Cuenta la artista sueca Nina Winder-Lind -integrante del grupo The New Eves– que su estancia en Inglaterra iba a ser por unos pocos meses para estudiar en una academía de música, pero las cosas no fueron como ella pensaba. Brighton le ofreció la oportunidad de actuar en jam sessions de improvisación en donde ella tocaba el chelo, y la escena local acabó por seducirla tanto que, con el paso de los días, acabaría por conocer a sus compañeros de los antes mencionados The New Eves que debutaron el año pasado con un notable disco.
La historia detrás de su debut a su nombre, Wild Love (Transgressive, 2026), era la necesidad imperiosa de dar a conocer unas canciones que tenían un recorrido expresivo que se alejaban a los de la banda, y lo que parecía que iba a ser un epé de cinco canciones, ha acabado siendo un disco de once canciones que, valga decirlo ya, demuestra su notable potencial como compositora.
En alguna entrevista Winder-Lind comenta que estas canciones nacieron de la urgencia por transmitir sus emociones a través de su voz a punto de romperse, y los punteos de guitarra angulosos, líricos y siempre al límite de rugir.
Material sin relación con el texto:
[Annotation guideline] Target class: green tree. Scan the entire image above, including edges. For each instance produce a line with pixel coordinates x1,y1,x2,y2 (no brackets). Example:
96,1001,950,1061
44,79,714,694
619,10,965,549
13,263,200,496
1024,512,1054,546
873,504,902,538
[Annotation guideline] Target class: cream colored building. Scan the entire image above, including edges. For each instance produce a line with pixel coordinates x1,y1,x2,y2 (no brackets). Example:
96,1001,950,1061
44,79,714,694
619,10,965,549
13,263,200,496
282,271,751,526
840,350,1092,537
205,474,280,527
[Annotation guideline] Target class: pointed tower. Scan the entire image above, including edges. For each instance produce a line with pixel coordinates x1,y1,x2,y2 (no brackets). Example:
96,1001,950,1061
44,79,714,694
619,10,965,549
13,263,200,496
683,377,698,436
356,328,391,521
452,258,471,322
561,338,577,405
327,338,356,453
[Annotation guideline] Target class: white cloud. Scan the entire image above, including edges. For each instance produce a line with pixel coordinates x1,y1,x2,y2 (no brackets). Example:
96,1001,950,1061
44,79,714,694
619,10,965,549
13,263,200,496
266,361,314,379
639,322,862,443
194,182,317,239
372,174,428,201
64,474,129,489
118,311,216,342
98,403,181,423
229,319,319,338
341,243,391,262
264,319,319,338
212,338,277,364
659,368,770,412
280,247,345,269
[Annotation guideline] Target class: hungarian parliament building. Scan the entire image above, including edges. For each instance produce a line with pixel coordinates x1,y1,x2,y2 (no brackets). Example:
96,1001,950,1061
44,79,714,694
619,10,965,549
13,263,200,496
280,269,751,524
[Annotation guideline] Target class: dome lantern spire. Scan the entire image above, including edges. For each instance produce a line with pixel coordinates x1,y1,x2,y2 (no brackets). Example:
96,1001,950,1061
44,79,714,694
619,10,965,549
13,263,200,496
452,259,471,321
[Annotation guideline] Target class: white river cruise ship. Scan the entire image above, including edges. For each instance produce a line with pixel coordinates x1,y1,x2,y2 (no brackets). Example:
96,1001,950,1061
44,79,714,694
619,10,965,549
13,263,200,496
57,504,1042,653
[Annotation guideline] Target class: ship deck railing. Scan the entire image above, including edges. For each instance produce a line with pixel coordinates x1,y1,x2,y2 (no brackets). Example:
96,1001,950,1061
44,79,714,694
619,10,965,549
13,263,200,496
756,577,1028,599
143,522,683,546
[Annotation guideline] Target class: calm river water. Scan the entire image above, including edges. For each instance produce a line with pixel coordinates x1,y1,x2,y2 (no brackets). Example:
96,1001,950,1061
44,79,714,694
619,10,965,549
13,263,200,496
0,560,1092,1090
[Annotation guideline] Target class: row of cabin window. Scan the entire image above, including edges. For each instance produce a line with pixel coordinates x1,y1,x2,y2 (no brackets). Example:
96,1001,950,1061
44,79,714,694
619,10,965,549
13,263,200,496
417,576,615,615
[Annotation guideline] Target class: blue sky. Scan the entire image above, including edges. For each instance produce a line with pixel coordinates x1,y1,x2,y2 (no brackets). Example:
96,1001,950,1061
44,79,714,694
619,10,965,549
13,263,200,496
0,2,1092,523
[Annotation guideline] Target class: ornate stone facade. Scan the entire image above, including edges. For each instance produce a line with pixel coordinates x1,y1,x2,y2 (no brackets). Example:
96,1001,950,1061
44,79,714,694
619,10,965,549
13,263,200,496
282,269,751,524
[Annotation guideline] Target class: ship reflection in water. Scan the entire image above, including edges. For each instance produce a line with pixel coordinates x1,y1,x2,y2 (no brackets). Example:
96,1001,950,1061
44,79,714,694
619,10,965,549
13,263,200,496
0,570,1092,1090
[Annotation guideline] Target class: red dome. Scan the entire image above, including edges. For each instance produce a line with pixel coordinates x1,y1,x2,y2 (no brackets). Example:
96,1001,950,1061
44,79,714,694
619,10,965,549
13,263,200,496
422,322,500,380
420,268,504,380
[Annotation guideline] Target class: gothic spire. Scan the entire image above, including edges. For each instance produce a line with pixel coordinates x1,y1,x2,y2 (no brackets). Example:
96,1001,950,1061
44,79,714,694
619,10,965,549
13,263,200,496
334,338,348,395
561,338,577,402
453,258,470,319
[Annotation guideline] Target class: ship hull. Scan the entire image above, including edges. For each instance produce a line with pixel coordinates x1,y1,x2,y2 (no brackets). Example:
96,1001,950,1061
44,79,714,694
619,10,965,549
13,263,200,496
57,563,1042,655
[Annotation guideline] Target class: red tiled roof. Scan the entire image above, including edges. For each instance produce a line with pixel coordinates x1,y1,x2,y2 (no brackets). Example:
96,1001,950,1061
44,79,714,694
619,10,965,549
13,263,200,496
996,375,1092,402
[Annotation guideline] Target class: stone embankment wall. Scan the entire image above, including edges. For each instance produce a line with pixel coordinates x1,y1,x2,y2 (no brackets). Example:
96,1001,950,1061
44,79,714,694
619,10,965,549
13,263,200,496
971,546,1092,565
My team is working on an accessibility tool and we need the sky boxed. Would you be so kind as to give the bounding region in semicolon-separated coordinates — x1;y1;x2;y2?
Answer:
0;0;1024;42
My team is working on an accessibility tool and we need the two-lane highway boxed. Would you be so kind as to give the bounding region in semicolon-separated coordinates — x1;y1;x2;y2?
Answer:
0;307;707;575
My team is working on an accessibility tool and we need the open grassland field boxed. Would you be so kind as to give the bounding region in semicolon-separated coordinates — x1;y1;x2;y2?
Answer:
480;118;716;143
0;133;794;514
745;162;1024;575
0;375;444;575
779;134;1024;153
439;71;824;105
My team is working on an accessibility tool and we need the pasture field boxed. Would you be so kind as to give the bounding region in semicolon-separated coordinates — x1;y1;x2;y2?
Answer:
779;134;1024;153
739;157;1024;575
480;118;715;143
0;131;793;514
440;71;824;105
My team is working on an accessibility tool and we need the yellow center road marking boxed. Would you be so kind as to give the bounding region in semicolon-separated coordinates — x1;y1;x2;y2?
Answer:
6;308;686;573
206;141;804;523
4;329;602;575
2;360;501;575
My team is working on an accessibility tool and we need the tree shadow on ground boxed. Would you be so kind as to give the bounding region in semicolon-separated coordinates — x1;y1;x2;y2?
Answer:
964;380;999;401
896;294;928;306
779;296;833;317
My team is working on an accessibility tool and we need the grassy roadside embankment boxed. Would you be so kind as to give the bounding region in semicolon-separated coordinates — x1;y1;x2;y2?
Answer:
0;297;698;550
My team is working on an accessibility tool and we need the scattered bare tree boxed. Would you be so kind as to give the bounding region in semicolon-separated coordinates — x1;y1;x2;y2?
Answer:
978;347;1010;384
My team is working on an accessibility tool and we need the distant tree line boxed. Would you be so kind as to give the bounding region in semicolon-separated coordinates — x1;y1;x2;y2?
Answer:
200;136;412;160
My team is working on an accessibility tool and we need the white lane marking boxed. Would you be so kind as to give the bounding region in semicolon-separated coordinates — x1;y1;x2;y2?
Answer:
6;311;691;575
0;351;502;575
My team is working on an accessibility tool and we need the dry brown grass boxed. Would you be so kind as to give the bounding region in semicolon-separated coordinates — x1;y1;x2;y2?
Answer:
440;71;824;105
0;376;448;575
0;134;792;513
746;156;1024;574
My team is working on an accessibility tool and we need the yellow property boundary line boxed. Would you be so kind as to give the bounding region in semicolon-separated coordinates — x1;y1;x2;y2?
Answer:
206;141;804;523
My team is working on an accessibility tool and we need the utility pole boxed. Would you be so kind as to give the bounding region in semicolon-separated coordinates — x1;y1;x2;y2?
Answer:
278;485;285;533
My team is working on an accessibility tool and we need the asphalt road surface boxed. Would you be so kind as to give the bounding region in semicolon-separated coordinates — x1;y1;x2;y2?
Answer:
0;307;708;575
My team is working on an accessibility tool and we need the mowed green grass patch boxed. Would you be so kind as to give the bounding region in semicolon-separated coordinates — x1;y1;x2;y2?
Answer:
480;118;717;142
Cantar desde la entrañas, desde las vísceras, acaba por llegar al oyente de forma elocuente, y ella tiene esa virtud.
“Sweet Hassle” abre el disco con una melodía saltarina que puntea la flauta de Ella Oona Russell. La dicción de nuestra artista siempre ocupa el centro de atención en todo el trabajo, aunque detrás ocurren cosas muy interesantes. Los ecos a Lou Reed se dejan entrever en “Girls” con unos arreglos excelentes de metales para acentuar la expresividad de la pieza.
Los rasgueos de guitarra a lo Television van enhebrando “Headfirst”, aunque su pasión por Patti Smith da rienda suelta, y la canción fluye hacia tonalidades armónicas muy similares a la de “Gloria”. La voz trémula y las notas de piano esculpen la belleza otoñal de “Grandma & Robert De Niro” con resonancias a Sarah Mary Chadwick, mientras que un órgano circense delinea “HYMN” que apuesta también por el ideario folk. Más teatral vocalmente, y con Patti Smith de nuevo como referente, otro punto álgido del disco es “You’re Not An Angel”, con la commpositora dejándose la vida en cada sílaba, y la pieza final, “Foremothers”, parece hablar con sus antepasados de sexo femenino con versos como “Toqué la guitarra eléctrica por vosotras / por ti, mi abuela / y por tu madre, y por su madre / y por su madre, y por su madre”. Catarsis emocional para llegar al final de un trabajo excelente.